Thanks, Tobi and Remi, for the helpful observations.

On Jul 10, 2018, at 2:43 AM, Remi Forax <fo...@univ-mlv.fr> wrote:
> 
> I think the answer to the question of lazy loading of method parameter types 
> is rooted to the question of what is a value type exactly for Java.
> Is it an optimization, a first class concept i.e one that should work as if 
> it was integrated in the language from the beginning ?
> The other problem is the more we diverge from the class behavior, the harder 
> it will be to allow a class to become a value type.
> 
> I firmly believe that value type should be first class because they are 
> useless in a lot of scenario if they are not. The main limitation of a value 
> type is its immutable characteristic, what save them from uselessness is that 
> their creation cost should be zero or very close to zero alleviating the 
> burden of think in term of object creation and making us, developers, free to 
> use functional idioms. 
> With that in mind, i believe a value type should not be "boxed" because it's 
> not loaded yet (it can still be boxed due to separate compilation but that's 
> another story) so value type present in method descriptor should be loaded 
> eagerly.

So value types should diverge from object types enough to allow accurate 
unboxing in hot paths.
But they should not diverge more than necessary.  That means no eager loading 
that's not needed.

> About loading all value type of the attribute ValueTypes, from one side Java 
> has a strong tradition to not pay for the code you do not use. This power 
> today's applications, an average application has an hundred jars as 
> dependencies, if all value types are preloaded it's at waste of memory and 
> cpu cycles. BTW, it's also what's make jaotc useless in its current 
> incarnation because it AOTs things your application don't care.
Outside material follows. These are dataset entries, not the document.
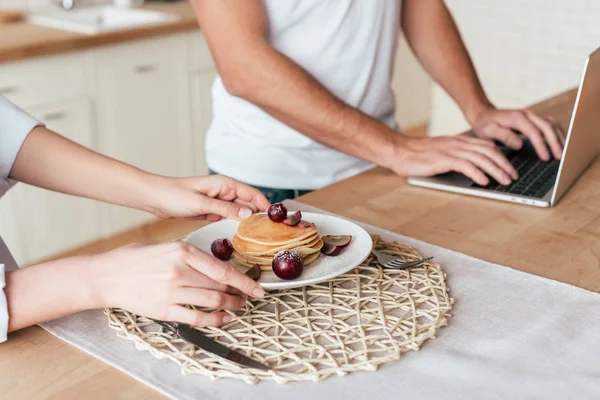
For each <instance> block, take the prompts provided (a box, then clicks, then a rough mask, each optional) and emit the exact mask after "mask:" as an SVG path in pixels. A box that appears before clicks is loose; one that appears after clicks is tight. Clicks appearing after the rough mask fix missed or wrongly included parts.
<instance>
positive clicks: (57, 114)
mask: <svg viewBox="0 0 600 400" xmlns="http://www.w3.org/2000/svg"><path fill="white" fill-rule="evenodd" d="M66 116H67V113H65V112H63V111H57V112H53V113H48V114H44V115H43V116H42V121H47V122H51V121H60V120H61V119H65V117H66Z"/></svg>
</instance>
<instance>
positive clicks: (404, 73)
mask: <svg viewBox="0 0 600 400" xmlns="http://www.w3.org/2000/svg"><path fill="white" fill-rule="evenodd" d="M393 88H394V92H395V93H396V121H398V124H399V125H400V128H401V129H402V130H407V129H410V128H413V127H416V126H419V125H423V124H424V123H426V122H427V119H428V117H429V108H430V96H431V80H430V79H429V76H428V75H427V74H426V73H425V71H424V70H423V68H421V66H420V65H419V63H418V62H417V60H416V59H415V57H414V56H413V54H412V52H411V51H410V48H409V47H408V44H407V43H406V41H405V40H404V39H402V40H401V41H400V43H399V45H398V54H397V56H396V67H395V70H394V82H393Z"/></svg>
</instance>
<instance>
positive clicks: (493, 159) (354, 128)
mask: <svg viewBox="0 0 600 400" xmlns="http://www.w3.org/2000/svg"><path fill="white" fill-rule="evenodd" d="M192 4H193V6H194V9H195V11H196V15H197V17H198V21H199V23H200V26H201V27H202V31H203V33H204V35H205V37H206V40H207V42H208V45H209V47H210V49H211V53H212V55H213V57H214V59H215V62H216V65H217V69H218V71H219V74H220V75H221V78H222V80H223V83H224V85H225V88H226V89H227V90H228V91H229V93H231V94H232V95H234V96H237V97H241V98H243V99H245V100H247V101H250V102H252V103H253V104H255V105H257V106H259V107H261V108H262V109H263V110H265V111H266V112H267V113H269V114H271V115H272V116H274V117H275V118H277V119H278V120H280V121H282V122H284V123H285V124H286V125H288V126H291V127H292V128H294V129H296V130H297V131H299V132H301V133H302V134H304V135H306V136H308V137H310V138H311V139H313V140H315V141H317V142H320V143H322V144H324V145H326V146H328V147H332V148H334V149H337V150H340V151H343V152H345V153H347V154H350V155H353V156H356V157H360V158H362V159H365V160H368V161H371V162H374V163H377V164H379V165H381V166H384V167H387V168H390V169H392V170H393V171H395V172H396V173H398V174H400V175H404V176H408V175H418V176H428V175H434V174H438V173H444V172H449V171H453V170H454V171H458V172H461V173H464V174H465V175H467V176H469V177H470V178H472V179H473V180H475V181H476V182H478V183H480V184H484V185H485V184H486V183H487V182H488V179H487V177H486V176H485V174H484V173H483V172H482V171H484V172H486V173H487V174H489V175H491V176H493V177H494V178H495V179H496V180H498V181H499V182H503V183H506V184H508V183H510V180H511V178H515V177H516V171H515V170H514V168H513V167H512V166H511V165H510V163H508V161H507V160H506V159H505V158H504V157H503V156H502V154H500V153H499V152H497V151H495V149H494V148H493V147H490V146H489V144H488V143H484V142H483V141H477V140H475V141H473V140H471V139H470V138H469V139H466V138H443V139H442V138H436V139H413V138H407V137H404V136H402V135H399V134H398V133H396V132H395V131H393V130H392V129H390V128H388V127H387V126H386V125H384V124H382V123H380V122H379V121H377V120H375V119H373V118H371V117H369V116H368V115H366V114H364V113H362V112H361V111H359V110H357V109H355V108H353V107H351V106H349V105H347V104H345V103H344V102H342V101H340V100H339V99H337V98H336V97H335V96H333V95H332V94H331V93H330V92H329V91H328V90H327V89H326V88H325V87H324V86H323V85H322V84H321V83H319V82H318V81H317V80H316V79H314V78H313V77H312V76H311V75H310V74H309V73H307V72H306V71H305V70H303V69H302V68H301V67H300V66H299V65H297V64H296V63H294V62H293V61H292V60H291V59H289V58H288V57H286V56H285V55H284V54H282V53H280V52H279V51H277V50H276V49H274V48H273V47H272V46H271V45H270V44H269V43H268V40H267V30H268V26H267V18H266V14H265V9H264V6H263V2H262V0H244V1H238V0H193V1H192Z"/></svg>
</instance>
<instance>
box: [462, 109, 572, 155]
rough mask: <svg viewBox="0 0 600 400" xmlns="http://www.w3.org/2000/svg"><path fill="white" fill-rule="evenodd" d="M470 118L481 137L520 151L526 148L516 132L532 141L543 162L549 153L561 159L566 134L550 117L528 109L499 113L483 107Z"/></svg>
mask: <svg viewBox="0 0 600 400" xmlns="http://www.w3.org/2000/svg"><path fill="white" fill-rule="evenodd" d="M468 119H469V123H470V124H471V126H472V127H473V130H474V131H475V134H476V135H477V136H479V137H480V138H484V139H493V140H497V141H500V142H502V143H504V144H505V145H506V146H508V147H510V148H511V149H516V150H518V149H520V148H521V146H523V140H521V138H520V137H519V135H518V134H517V133H515V131H518V132H520V133H522V134H523V135H524V136H526V137H527V138H529V140H530V141H531V144H532V145H533V147H534V148H535V151H536V152H537V154H538V156H539V157H540V159H542V160H544V161H549V160H550V157H551V155H550V152H552V156H554V158H556V159H557V160H559V159H560V158H561V156H562V150H563V146H564V144H565V133H564V131H563V130H562V129H561V127H560V126H559V125H558V123H557V122H556V121H555V120H554V119H553V118H551V117H548V118H544V117H540V116H539V115H537V114H535V113H534V112H533V111H531V110H527V109H524V110H498V109H496V108H494V107H483V108H482V109H481V111H479V112H477V113H476V114H475V115H474V116H472V117H468ZM548 148H550V151H549V150H548Z"/></svg>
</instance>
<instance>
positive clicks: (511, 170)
mask: <svg viewBox="0 0 600 400" xmlns="http://www.w3.org/2000/svg"><path fill="white" fill-rule="evenodd" d="M471 150H473V151H476V152H478V153H480V154H482V155H484V156H485V157H487V158H489V159H490V160H492V161H493V162H494V163H495V164H496V165H497V166H498V167H500V169H501V170H502V171H503V172H504V173H506V174H507V175H508V176H509V178H512V179H517V178H518V177H519V173H518V172H517V170H516V169H515V167H514V166H513V165H512V164H511V163H510V161H508V159H507V158H506V157H505V156H504V154H502V153H501V152H500V150H498V148H497V147H493V148H489V147H486V146H473V147H472V148H471ZM498 182H500V181H498Z"/></svg>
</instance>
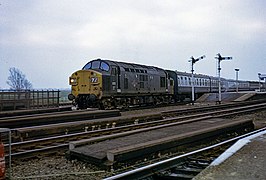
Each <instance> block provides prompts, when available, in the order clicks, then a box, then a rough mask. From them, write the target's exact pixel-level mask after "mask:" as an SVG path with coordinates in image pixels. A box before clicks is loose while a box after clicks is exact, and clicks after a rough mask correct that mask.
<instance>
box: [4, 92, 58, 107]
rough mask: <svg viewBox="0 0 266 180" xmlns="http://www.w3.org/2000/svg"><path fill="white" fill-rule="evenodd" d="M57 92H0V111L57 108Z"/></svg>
mask: <svg viewBox="0 0 266 180" xmlns="http://www.w3.org/2000/svg"><path fill="white" fill-rule="evenodd" d="M59 99H60V91H59V90H46V91H45V90H41V91H39V90H26V91H9V90H2V91H0V111H4V110H17V109H39V108H50V107H59Z"/></svg>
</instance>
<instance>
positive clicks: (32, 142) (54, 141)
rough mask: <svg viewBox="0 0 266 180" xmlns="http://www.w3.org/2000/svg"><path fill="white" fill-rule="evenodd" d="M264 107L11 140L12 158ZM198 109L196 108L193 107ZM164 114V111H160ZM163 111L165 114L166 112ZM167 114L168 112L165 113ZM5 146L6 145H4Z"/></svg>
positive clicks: (166, 118)
mask: <svg viewBox="0 0 266 180" xmlns="http://www.w3.org/2000/svg"><path fill="white" fill-rule="evenodd" d="M265 108H266V104H265V103H257V104H252V105H246V106H244V107H233V108H232V107H230V108H228V109H227V110H225V109H223V110H216V111H212V112H209V113H207V112H203V113H202V112H200V113H197V114H193V115H184V116H178V117H169V118H165V119H162V120H157V121H151V122H142V123H141V122H138V123H133V124H130V125H124V126H119V127H111V128H107V129H98V130H94V131H86V132H85V131H84V132H79V133H72V134H66V135H60V136H54V137H46V138H39V139H34V140H29V141H24V142H16V143H12V157H13V158H21V157H31V156H34V155H36V154H39V153H40V152H45V153H49V152H54V151H57V150H58V149H63V150H66V149H67V148H68V146H69V142H70V141H77V140H81V139H89V138H90V141H91V142H93V143H96V142H99V141H103V140H106V139H111V138H117V137H122V136H125V135H129V134H136V133H140V132H145V131H150V130H152V129H160V128H165V127H169V126H176V125H178V124H184V123H193V122H195V121H201V120H203V119H206V118H210V117H225V116H233V115H237V114H242V113H248V112H252V111H257V110H262V109H265ZM197 111H198V112H199V111H200V110H199V109H197ZM164 113H166V112H164ZM166 114H167V113H166ZM168 115H169V113H168ZM6 149H7V148H6Z"/></svg>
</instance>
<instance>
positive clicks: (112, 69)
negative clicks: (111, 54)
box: [111, 67, 117, 75]
mask: <svg viewBox="0 0 266 180" xmlns="http://www.w3.org/2000/svg"><path fill="white" fill-rule="evenodd" d="M111 74H112V75H117V69H116V67H112V71H111Z"/></svg>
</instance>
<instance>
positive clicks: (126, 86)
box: [124, 78, 128, 89]
mask: <svg viewBox="0 0 266 180" xmlns="http://www.w3.org/2000/svg"><path fill="white" fill-rule="evenodd" d="M124 88H125V89H128V78H125V81H124Z"/></svg>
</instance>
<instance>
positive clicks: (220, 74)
mask: <svg viewBox="0 0 266 180" xmlns="http://www.w3.org/2000/svg"><path fill="white" fill-rule="evenodd" d="M215 59H217V60H218V76H219V80H218V82H219V99H218V102H219V104H221V101H222V92H221V61H222V60H231V59H233V58H232V57H222V56H221V54H220V53H218V54H217V57H215Z"/></svg>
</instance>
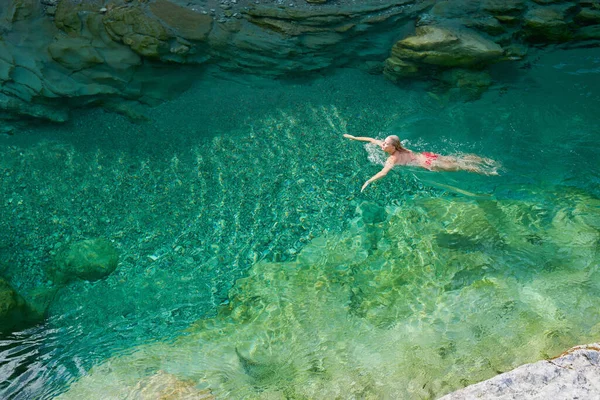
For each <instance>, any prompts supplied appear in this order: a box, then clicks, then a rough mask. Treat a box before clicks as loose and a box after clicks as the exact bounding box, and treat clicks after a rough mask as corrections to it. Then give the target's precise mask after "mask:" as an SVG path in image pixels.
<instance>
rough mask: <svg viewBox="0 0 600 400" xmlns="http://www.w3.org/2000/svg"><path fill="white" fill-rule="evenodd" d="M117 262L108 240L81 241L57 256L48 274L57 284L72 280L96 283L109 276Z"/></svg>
mask: <svg viewBox="0 0 600 400" xmlns="http://www.w3.org/2000/svg"><path fill="white" fill-rule="evenodd" d="M118 262H119V255H118V253H117V250H116V249H115V248H114V246H113V245H112V244H111V243H110V242H109V241H108V240H106V239H90V240H83V241H81V242H77V243H74V244H72V245H71V246H69V247H68V248H67V249H65V250H64V251H62V252H60V253H59V254H58V255H57V257H56V261H55V264H54V265H53V266H52V268H51V271H50V274H51V275H53V277H54V279H55V280H56V281H57V282H68V281H71V280H73V279H83V280H87V281H97V280H99V279H102V278H104V277H106V276H108V275H110V274H111V273H112V272H113V271H114V270H115V269H116V268H117V264H118Z"/></svg>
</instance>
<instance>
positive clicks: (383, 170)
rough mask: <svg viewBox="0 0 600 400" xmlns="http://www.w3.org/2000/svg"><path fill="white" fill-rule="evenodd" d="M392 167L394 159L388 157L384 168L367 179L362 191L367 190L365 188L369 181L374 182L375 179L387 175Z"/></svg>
mask: <svg viewBox="0 0 600 400" xmlns="http://www.w3.org/2000/svg"><path fill="white" fill-rule="evenodd" d="M392 168H394V161H393V160H392V159H391V158H388V160H387V161H386V162H385V165H384V167H383V169H382V170H381V171H379V172H378V173H376V174H375V175H373V176H372V177H371V178H370V179H369V180H368V181H366V182H365V184H364V185H363V187H362V188H361V189H360V191H361V192H363V191H364V190H365V188H366V187H367V186H369V183H371V182H374V181H376V180H378V179H381V178H383V177H384V176H386V175H387V173H388V172H390V170H391V169H392Z"/></svg>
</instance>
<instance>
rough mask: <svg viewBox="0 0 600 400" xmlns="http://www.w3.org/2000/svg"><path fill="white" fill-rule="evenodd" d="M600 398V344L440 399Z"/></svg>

This is a very specific set of reasons why eager loading is a bad idea:  
Against Java tradition,
harmful to startup, and liable to tickle bugs that otherwise would sleep 
quietly.

On Jul 12, 2018, at 11:41 AM, Tobi Ajila <tobi_aj...@ca.ibm.com> wrote:

> > I'm looking for reasons that
> > this is a *bad* idea, so we can say in the end, "here's exactly why we had 
> > to make
> > the loading logic for VTs so tricky"–if we must.
> 
> Karen's initial post mentions our two biggest concerns. If there is no 
> guarantee that the VTs in the method descriptors will be used, loading them 
> is an overhead. We would like to minimize the cost to startup as much as 
> possible. The other reason is eager loading may trigger failures that would 
> otherwise never occur if the method wasn't run, which is change from how the 
> JVM normally behaves.

OK, those points align with the discussion above.

IMO there's still a possibility that we will want to eagerly load signature 
types
declared as value types, at preparation time.  This could happen if two bad
things happen first:  (a) We can't figure out how to assign calling sequences
properly to virtual methods (including those connected by v-table/override
relations) without preparation time loadings, and (b) we regretfully realize
that we would rather get the calling sequences right than follow the Java
traditions noted above.

(For the moment, let's define the term "method family" to mean any group
of methods which is connected by override/v-table relations in such a way
that the methods are all constrained to have a common calling sequence.
I can't think offhand of a standard term for this, but we need a term.)

To solve (a) we need a story, for any given method family F, how the
common calling sequence (including unboxed values) is assigned during
startup, even if dynamically loaded class hierarchies are being loaded
in a data-dependent fashion, concurrently with executions of members
of F.

I don't think appealing to speculation and deoptimization is a good answer
for (a), because it slows startup unpredictably.  If that's the answer, I'd
rather just take the predictable startup hit of loading signature value types.
That is, given an inaccurate solution for (a), I think we'd decide in the end,
regarding point (b), to regretfully break tradition.

So, is there a reasonably simple way to get good enough calling sequences
non-speculatively?

The answer might be yes, along the lines you mentioned Tobi, but I don't
see it yet.  I think maybe the whole family F needs a linkage barrier,
which involves delayed loading of signature value types used in F.
Although preparation of F's various classes would have assigned
v-table slots (or whatever preconstructed dictionary V8 might use
instead of v-tables), the calling sequences of those v-table slots would
remain mysterious until the first execution of a method in F.

Can we do that?  It sort of feels like a mini-preparation pass just for F.